25 June, 2006
Mobile Phones Users Could be Struck by Lightning
Ditch the mobile phone if you must take a walk in the thunderstorm, advise doctors in the British Medical Journal.
Recent cases of people being hit by lightning have prompted doctors to advise not using mobile phones during thunderstorms. Doctors presented their views in this week's British Medical Journal. According to doctors, people who use mobile phones during thunderstorms run the risk of fatal injuries if they are hit by lightning.
Doctors cited the case of a 15-year-old girl who was hit by lightning in a park in London, in a thunderstorm. The girl was talking on te phone when she was hit. She suffered an instantaneous heart attack, but was revived. However, she has been plagued by health problems and has been wheelchairbound for a year after the accident.

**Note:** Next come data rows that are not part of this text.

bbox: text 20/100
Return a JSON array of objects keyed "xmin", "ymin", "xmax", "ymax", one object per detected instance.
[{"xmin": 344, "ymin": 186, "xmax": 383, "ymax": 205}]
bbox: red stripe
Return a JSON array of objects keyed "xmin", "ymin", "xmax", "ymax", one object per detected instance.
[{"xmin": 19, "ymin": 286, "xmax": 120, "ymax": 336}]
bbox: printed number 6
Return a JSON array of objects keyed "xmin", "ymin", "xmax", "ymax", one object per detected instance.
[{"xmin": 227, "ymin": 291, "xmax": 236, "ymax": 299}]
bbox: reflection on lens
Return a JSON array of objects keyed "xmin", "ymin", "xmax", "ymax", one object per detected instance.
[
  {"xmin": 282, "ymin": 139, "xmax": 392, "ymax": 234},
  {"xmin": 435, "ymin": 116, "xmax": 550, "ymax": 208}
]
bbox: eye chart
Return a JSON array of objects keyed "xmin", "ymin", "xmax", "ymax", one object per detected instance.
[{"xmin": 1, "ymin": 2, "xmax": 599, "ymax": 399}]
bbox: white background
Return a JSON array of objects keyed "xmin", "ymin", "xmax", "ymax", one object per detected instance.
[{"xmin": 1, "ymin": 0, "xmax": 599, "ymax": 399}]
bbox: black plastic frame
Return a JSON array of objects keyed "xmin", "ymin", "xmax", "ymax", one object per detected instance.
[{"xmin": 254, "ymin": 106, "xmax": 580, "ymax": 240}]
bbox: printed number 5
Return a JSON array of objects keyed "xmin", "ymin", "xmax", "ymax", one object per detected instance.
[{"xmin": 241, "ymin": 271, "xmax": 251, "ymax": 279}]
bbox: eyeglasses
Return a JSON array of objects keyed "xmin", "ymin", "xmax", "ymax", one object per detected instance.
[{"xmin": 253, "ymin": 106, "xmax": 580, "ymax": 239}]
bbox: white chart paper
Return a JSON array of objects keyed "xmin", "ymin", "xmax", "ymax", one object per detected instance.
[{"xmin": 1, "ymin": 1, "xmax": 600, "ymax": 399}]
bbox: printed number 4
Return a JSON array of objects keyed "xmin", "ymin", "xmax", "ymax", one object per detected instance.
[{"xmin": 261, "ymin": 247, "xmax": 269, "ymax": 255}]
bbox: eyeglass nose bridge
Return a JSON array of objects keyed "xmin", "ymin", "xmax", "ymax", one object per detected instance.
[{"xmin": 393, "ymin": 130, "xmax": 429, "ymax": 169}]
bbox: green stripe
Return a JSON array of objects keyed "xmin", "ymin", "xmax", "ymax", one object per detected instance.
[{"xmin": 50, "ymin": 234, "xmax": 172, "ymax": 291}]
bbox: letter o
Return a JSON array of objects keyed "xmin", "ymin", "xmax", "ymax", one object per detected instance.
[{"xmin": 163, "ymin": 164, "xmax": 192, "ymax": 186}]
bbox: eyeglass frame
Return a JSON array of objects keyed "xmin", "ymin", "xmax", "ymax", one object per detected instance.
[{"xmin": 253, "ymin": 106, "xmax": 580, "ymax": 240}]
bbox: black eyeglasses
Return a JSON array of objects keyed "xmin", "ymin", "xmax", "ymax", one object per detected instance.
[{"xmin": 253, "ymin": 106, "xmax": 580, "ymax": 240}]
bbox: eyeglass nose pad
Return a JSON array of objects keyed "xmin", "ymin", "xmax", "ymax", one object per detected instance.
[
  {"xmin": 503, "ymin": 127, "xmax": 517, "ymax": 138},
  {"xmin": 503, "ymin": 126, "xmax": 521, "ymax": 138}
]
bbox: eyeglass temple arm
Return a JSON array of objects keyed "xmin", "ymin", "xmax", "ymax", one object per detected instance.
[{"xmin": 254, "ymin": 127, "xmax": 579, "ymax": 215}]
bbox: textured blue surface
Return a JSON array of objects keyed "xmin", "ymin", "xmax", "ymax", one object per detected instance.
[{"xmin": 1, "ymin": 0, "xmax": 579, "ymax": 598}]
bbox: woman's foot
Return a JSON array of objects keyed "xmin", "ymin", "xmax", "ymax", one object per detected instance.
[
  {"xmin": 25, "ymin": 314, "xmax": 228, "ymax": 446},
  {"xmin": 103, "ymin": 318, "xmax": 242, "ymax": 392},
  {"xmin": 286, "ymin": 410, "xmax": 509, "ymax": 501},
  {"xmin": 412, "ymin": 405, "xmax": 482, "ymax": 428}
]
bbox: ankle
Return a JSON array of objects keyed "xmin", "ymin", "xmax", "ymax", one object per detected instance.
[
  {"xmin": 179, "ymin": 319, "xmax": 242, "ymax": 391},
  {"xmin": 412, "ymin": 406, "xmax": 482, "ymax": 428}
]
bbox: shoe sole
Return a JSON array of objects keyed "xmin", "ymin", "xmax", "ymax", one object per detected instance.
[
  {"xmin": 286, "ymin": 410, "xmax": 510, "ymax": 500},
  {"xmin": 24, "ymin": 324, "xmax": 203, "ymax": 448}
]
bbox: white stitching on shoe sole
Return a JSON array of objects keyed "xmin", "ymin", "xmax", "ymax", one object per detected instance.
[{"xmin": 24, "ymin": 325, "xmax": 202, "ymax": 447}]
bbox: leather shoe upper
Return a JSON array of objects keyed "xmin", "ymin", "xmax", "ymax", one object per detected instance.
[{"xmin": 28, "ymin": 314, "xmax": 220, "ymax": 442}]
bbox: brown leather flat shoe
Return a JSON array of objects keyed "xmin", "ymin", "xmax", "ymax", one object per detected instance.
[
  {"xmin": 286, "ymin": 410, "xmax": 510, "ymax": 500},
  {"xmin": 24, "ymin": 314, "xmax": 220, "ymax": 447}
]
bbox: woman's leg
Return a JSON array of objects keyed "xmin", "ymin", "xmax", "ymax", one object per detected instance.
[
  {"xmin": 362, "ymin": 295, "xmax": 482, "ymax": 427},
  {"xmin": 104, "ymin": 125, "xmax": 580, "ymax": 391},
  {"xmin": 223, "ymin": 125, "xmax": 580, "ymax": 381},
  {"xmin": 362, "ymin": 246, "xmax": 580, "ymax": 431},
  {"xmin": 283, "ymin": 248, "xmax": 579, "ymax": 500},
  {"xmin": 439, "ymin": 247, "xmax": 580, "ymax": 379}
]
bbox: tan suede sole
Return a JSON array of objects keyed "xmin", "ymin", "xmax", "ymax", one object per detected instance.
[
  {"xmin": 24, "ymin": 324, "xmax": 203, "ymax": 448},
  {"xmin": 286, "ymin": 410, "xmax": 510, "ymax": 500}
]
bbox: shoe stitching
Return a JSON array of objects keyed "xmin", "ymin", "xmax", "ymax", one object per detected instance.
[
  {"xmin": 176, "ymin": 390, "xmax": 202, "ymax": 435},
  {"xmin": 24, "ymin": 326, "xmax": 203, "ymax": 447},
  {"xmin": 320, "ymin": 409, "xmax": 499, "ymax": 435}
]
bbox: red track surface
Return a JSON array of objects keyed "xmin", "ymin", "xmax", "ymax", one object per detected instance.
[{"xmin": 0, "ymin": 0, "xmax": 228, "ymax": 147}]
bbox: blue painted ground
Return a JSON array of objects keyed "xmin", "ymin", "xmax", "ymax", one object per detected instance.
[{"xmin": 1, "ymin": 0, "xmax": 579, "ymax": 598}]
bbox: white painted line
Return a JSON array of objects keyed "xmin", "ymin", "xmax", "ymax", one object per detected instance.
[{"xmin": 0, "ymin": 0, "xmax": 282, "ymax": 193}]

Doctors who treated the girl said that she had a severely perforated eardrum in the left ear, where she had been holding the phone.
According to doctors, when lightning hits someone, it tends to spread over the skin in a phenomenon called flashover as the skin has great resistance to electricity. But, if the individual has a metallic object on his or her person, then the object can force the electric current to enter the body causing grevious injury.
The doctors also mentioned that three fatal cases of people being struck by lightning while mobile phones has been reported n South Korea, China, and Malaysia.
Although it has not been established that carrying mobile phones when being hit by lightning causes more grevious harm than if you have been just hit by lightning, it still is a good idea to stay out of those wicked thunderstorms, mobile or not.